Once it’s behind an API, it’s easy to just set it and forget it. The reality is, I see companies with thousands of microservices when they probably should have had five. It can definitely be overdone, but a spectrum is the way I think of it…
These sorts of architecture decisions are hard to undo at a moment’s notice. They tend to be pretty deep issues. Part of the benefit of microservices is things are separated physically, often running on different servers and separated by an API. Those APIs definitely have performance implications.
To undo it really requires deep thinking on, “Does that mean we shut off entire services, because we didn’t need them after all?”
They were, it appears, correct to have concerns. It’s unclear what of this “bloatware” was altered during the day, but users began to report that, after logging out, they were unable to log back in again.
The problem affected users who have set up two-factor authentication, an extra step at login to make your account more secure. Users (who are also greeted with the two-factor authentication check when changing other Twitter settings) reported that they were not sent a code, making them unable to log in.
Oana Petrache, if you are reading this…yes, I just listed a bunch of articles, and now I am going to fill in the gaps with ramblings.
InformationWeek is, I think, the best source here because it has nuance to it. Maybe those services were unnecessary. It is hard to say. According to all three, it is likely that whatever effort Elon Musk kicked off resulted in cutting something that was important.
Did this eventually lead to a series of events that culminated in Twitter working much better?
I have no idea.
Filling In The Gaps With Ramblings
The Write API accepts a new Tweet, then uses a fanout service.

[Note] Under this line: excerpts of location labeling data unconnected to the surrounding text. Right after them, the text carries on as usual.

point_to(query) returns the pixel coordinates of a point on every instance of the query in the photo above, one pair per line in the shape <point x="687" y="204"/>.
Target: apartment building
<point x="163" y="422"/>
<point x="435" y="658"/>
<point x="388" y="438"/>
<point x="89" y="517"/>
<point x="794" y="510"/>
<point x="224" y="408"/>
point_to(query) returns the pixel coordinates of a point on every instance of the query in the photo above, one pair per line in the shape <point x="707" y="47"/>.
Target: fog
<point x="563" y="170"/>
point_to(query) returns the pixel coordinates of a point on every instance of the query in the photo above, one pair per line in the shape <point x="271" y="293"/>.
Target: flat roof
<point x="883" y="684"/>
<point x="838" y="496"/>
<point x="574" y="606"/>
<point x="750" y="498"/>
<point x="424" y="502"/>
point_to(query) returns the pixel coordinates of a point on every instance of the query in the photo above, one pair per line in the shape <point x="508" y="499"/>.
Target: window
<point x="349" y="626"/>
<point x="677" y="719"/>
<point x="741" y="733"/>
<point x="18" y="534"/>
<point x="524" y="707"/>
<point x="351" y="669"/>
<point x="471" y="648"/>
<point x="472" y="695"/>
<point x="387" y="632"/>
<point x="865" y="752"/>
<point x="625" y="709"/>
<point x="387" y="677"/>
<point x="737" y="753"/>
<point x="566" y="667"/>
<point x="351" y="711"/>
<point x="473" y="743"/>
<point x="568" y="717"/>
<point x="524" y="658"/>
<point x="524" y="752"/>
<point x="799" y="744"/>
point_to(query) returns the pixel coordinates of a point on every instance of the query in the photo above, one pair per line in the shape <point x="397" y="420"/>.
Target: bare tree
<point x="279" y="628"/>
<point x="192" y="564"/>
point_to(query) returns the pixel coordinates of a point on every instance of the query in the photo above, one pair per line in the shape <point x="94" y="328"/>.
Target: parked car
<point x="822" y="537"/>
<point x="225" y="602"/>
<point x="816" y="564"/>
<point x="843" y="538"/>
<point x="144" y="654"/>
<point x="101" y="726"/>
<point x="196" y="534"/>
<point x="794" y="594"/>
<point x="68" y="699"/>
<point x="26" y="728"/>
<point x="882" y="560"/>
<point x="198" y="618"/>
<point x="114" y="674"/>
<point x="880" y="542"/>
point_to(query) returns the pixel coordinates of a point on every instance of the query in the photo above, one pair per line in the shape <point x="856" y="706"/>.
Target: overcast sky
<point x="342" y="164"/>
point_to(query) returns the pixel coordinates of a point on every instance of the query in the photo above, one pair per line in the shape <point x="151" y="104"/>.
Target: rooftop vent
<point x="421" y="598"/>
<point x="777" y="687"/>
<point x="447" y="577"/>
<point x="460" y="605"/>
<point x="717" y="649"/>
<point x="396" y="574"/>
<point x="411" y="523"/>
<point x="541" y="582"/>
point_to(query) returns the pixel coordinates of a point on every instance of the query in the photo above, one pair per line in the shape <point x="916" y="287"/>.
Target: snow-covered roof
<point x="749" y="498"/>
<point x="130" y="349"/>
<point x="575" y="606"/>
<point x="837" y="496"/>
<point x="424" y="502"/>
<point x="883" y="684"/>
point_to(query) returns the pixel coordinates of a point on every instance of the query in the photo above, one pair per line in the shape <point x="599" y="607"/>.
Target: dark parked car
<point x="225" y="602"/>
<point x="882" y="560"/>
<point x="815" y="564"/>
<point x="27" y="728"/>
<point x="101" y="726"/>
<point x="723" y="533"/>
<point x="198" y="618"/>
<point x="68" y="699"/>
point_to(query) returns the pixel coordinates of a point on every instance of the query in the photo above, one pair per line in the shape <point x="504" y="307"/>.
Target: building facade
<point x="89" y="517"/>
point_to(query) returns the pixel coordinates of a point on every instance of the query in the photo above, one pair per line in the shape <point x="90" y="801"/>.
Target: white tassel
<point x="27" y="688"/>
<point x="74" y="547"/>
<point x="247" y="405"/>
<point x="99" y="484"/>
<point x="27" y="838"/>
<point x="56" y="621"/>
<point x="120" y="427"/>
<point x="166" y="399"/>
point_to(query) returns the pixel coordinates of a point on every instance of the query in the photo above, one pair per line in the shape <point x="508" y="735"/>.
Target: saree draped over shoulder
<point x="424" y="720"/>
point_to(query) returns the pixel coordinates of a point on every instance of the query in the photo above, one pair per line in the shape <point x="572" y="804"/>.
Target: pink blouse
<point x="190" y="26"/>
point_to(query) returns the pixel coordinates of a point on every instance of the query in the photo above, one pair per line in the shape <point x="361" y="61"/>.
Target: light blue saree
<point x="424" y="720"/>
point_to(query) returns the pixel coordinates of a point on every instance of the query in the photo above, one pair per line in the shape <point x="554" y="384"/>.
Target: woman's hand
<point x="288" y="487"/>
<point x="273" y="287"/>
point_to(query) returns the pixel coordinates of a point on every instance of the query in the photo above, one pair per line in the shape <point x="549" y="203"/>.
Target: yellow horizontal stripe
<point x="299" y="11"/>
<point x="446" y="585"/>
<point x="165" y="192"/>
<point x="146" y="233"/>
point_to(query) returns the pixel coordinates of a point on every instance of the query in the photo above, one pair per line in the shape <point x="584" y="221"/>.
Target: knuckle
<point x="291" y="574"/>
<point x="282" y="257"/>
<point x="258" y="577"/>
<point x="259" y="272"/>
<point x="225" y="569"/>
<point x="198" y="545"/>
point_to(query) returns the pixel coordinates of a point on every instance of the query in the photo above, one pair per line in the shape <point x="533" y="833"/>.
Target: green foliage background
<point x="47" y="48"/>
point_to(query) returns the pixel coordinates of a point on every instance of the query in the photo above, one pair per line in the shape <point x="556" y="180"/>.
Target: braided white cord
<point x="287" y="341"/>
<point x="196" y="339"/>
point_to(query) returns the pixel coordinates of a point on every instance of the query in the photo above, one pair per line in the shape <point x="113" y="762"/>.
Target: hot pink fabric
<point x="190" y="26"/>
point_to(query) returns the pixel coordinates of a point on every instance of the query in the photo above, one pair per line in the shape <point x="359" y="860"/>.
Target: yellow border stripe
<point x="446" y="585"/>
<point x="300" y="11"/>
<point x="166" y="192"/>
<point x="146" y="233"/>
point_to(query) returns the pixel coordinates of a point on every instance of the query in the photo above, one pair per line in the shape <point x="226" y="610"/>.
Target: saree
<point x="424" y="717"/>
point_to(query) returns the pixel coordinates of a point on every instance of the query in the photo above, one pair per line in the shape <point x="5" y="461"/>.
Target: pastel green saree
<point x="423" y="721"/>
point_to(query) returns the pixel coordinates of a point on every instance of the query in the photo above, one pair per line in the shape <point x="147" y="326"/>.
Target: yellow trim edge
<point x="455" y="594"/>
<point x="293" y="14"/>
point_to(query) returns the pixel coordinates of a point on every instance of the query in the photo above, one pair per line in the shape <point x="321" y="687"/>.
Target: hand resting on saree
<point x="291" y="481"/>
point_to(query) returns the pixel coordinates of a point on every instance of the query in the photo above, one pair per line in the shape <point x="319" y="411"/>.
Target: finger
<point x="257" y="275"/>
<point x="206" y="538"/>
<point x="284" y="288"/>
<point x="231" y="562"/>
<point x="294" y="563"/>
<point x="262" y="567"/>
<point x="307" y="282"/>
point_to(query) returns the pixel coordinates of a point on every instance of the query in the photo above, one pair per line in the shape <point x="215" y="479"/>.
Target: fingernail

Hashes are kept for Tweets, which are Redis instances. One thing system design interview courses get right about Twitter is that it is very read-heavy, and this was very much a factor in its design. Writes are slow. Reads are fast.
That paragraph really does not answer the question of why Twitter did >1000 poorly batched RPCs to render a home timeline, but at least I got something out of this.
I tried pitching this topic to anyone who would listen, and no one really got into it. There just was not enough information. Like the InformationWeek article said, could there have been too many services? Well sure. Maybe there were 1000 and there only needed to be five.
Twitter is very, very open in ways many tech companies are not, but it is not completely open source, either. To answer a lot of these things, we would need the source code, and we would need a team of very smart engineers responsible for building it.
Elon Musk has that, so maybe I will just leave it to him and pivot this blog back to side projects again.